盛懷山被吳小燕罵,居然不生氣,也不還嘴。
“你看看你搞的什么鬼?”吳小燕喋喋不休地繼續罵,“早知道你這般沒素質,我這茶樓就不該接待你。”
挨了罵的盛懷山便嘿嘿地笑起來,“吳嫂子,損壞的東西,我照價賠償還不行?你先走,我還有事要處理。你一個婦道人家,在此不合適。”

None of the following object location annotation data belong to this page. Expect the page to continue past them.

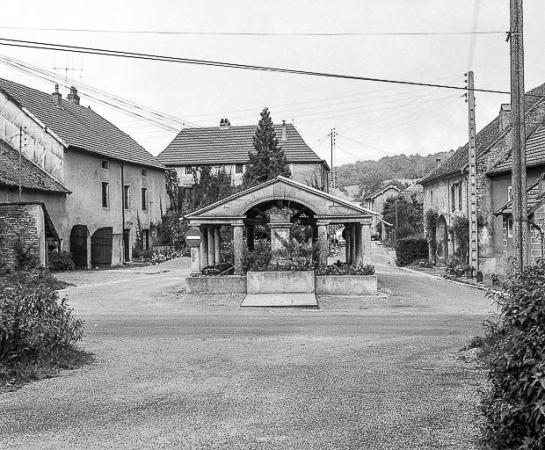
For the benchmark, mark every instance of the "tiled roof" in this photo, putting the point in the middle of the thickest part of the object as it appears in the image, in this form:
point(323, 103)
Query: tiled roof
point(535, 154)
point(484, 139)
point(79, 126)
point(32, 176)
point(380, 191)
point(229, 145)
point(532, 199)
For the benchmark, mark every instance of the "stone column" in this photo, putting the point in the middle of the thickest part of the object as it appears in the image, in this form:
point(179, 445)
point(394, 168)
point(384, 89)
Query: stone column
point(366, 243)
point(322, 240)
point(346, 237)
point(203, 248)
point(195, 261)
point(238, 246)
point(210, 241)
point(217, 247)
point(250, 235)
point(359, 244)
point(353, 249)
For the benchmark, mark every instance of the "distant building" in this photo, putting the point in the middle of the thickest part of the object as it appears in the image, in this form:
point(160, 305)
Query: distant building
point(111, 183)
point(227, 147)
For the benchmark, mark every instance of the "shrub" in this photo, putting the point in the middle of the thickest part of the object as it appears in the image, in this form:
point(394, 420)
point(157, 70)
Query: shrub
point(515, 406)
point(411, 249)
point(35, 326)
point(61, 261)
point(346, 269)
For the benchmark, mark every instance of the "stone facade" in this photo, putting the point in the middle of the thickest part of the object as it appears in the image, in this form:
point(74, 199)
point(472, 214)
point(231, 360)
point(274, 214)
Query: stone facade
point(23, 223)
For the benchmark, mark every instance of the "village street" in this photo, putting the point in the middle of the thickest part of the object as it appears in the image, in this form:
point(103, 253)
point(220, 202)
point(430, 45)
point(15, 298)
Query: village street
point(198, 372)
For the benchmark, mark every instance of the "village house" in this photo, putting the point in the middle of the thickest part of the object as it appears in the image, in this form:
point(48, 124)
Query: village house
point(445, 187)
point(114, 188)
point(227, 146)
point(25, 189)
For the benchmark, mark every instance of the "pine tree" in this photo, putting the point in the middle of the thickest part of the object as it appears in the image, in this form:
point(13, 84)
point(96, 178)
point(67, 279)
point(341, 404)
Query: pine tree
point(268, 161)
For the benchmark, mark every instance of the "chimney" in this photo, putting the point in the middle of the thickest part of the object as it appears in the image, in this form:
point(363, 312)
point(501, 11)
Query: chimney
point(56, 96)
point(73, 96)
point(505, 117)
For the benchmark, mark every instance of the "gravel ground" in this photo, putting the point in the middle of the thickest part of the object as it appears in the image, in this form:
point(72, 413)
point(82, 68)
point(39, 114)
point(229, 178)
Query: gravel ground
point(197, 372)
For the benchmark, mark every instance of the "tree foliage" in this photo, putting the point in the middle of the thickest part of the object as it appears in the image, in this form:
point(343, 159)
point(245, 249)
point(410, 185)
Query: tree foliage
point(268, 160)
point(515, 405)
point(410, 215)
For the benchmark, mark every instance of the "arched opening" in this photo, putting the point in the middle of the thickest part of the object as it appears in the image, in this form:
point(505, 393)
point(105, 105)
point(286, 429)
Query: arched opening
point(78, 245)
point(101, 247)
point(442, 241)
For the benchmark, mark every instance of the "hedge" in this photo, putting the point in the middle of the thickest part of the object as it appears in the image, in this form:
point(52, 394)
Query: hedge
point(409, 250)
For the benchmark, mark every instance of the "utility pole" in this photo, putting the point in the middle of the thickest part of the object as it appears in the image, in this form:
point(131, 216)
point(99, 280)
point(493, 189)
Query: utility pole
point(472, 181)
point(518, 134)
point(332, 134)
point(20, 164)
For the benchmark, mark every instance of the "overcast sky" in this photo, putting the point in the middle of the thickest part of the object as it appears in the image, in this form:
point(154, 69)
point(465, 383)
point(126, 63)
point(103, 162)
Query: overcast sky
point(372, 119)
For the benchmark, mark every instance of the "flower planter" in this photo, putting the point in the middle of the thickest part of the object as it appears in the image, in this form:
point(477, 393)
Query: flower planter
point(230, 284)
point(281, 282)
point(346, 285)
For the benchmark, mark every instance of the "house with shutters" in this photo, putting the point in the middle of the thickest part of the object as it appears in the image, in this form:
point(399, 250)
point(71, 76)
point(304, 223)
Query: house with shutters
point(227, 146)
point(114, 188)
point(446, 187)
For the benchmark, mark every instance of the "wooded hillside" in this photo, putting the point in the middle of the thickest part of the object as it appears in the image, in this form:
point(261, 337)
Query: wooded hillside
point(372, 175)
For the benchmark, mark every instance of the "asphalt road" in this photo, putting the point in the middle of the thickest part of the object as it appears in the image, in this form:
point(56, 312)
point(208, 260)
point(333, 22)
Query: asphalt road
point(186, 372)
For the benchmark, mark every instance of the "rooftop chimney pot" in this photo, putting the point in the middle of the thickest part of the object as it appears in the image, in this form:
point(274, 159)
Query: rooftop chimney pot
point(56, 96)
point(73, 96)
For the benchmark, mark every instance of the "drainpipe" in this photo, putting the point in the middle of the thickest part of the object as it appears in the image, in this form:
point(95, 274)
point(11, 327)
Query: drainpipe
point(122, 214)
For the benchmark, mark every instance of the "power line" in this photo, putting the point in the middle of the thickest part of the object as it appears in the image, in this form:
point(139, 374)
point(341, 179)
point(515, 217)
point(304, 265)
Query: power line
point(152, 57)
point(260, 33)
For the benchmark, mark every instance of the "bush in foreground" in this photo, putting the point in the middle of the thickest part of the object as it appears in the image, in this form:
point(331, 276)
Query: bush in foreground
point(38, 332)
point(515, 406)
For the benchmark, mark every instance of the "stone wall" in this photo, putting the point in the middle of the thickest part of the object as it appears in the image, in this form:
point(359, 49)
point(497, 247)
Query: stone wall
point(24, 223)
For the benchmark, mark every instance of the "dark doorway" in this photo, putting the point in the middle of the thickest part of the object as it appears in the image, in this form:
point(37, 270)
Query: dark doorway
point(101, 247)
point(126, 245)
point(78, 245)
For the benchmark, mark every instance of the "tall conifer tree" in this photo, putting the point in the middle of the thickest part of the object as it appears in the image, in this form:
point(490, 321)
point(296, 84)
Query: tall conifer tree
point(268, 161)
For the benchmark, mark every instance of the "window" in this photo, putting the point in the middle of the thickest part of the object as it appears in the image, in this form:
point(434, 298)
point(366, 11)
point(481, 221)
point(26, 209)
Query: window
point(187, 194)
point(460, 196)
point(105, 195)
point(126, 197)
point(144, 199)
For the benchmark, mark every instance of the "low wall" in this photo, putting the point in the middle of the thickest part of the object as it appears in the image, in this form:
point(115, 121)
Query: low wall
point(346, 285)
point(231, 284)
point(281, 282)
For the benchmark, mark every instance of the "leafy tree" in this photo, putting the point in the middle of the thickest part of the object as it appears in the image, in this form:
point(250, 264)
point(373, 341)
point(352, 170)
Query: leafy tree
point(268, 161)
point(410, 215)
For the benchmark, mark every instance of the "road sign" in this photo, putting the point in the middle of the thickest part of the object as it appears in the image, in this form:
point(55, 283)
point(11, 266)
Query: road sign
point(193, 237)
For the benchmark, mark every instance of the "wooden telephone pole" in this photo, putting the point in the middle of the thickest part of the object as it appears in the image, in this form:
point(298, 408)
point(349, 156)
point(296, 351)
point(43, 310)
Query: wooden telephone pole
point(332, 134)
point(518, 135)
point(472, 181)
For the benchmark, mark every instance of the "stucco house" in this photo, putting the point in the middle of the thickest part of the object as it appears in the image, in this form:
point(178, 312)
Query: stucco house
point(227, 146)
point(112, 183)
point(445, 187)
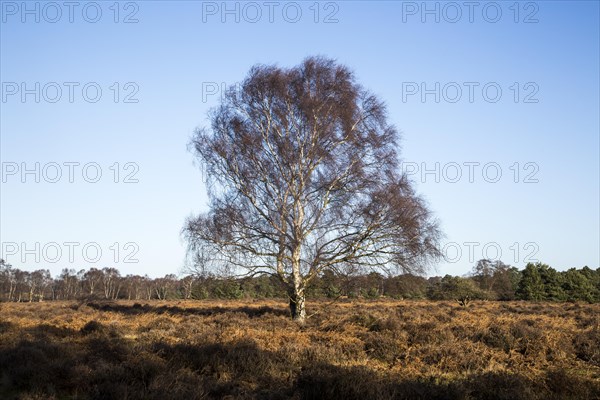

吳小燕瞪著眼道:“放你娘的屁。我婦道人家怎么了?你在我這里鬧事,我還不能管了?”
盛懷山陪著笑臉道:“嫂子,麻煩你先回避一下。我保證,不會讓你有任何損失。”
“損失事小,名聲事大。這要傳出去在我茶樓有人鬧事,今后我還怎么混?盛懷山,你今天不給我一個說法,你別想走。”
吳小燕的嘴,就像機關炮一樣。
丁寒站在一邊看著她毫不留情訓斥盛懷山,心里不禁想笑。他沒想到吳小燕看起來弱不禁風,卻是如此潑辣的一個女人。
當然,丁寒心里很清楚,盛懷山不敢得罪吳小燕。
即便他順利上位了駐京辦主任,他依然只是省政府秘書長白崇的手下。
得罪她,就是得罪白崇。盛懷山不會做這樣一筆虧本的生意。
盛懷山被撤銷了淮化市長職務之后,一直沒有得到安排。
無所事事的盛懷山,幾乎每天都會混跡在白家茶樓。
白家茶樓既是全省各路信息的集散地,又是個喝茶打牌的好地方。因為茶樓有著省政府秘書長的背景,因此沒人敢來查。
盛懷山閑得無聊,便開始與人打麻將。
起初,他只是借打麻將來麻痹自已仕途不暢的郁悶。到后來便慢慢上了頭。由開始輸贏幾百塊,逐漸上升到一場麻將下來,輸贏突破上萬。
盛懷山過去在淮化時也打麻將,而且號稱常勝將軍。
無論是體制內的人與他打,還是社會上各路商賈名流與他過招。他每次都能高掛贏旗。
但是在撤職之后,他的牌技和運氣似乎就開始變差了。每次打牌,都是以慘敗收場。
本來,牌局輸贏,盛懷山并不會放在心里。畢竟,這點輸贏還動不了他的根基。
直到有一天,牌友叫來兩個陌生的牌友來參戰。那天,盛懷山的手氣似乎一下變好了起來。上午一場牌,他居然贏了十來萬。
贏了錢的盛懷山當即豪氣地擲出五千塊錢,算是打賞給老板娘吳小燕。
中飯過后,牌友提議,上午不夠刺激。下午不如加碼。
盛懷山想起自已轉運了,便毫不猶豫一口答應下來。
誰知,運氣仿佛突然消失了一樣,從一上桌開始,盛懷山就再也沒和過一手牌。
到牌局結束,他不但把上午贏來的十來萬輸了個精光。還將自已帶來的三萬多輸了個底朝天。這還不算,他一心想要扳本。先后從吳小燕手里借了五萬,再在牌友手里又借了五萬。
打了一天的牌,他前后就輸了十五萬。
十五萬對盛懷山而言,根本不算是錢。
不服氣的盛懷山當即約定,第二天再戰。
也是從這天起,他就墜入了一個精心布置的陷阱。等到盛懷山明白過來,他已經欠了牌友近五百萬的賭債。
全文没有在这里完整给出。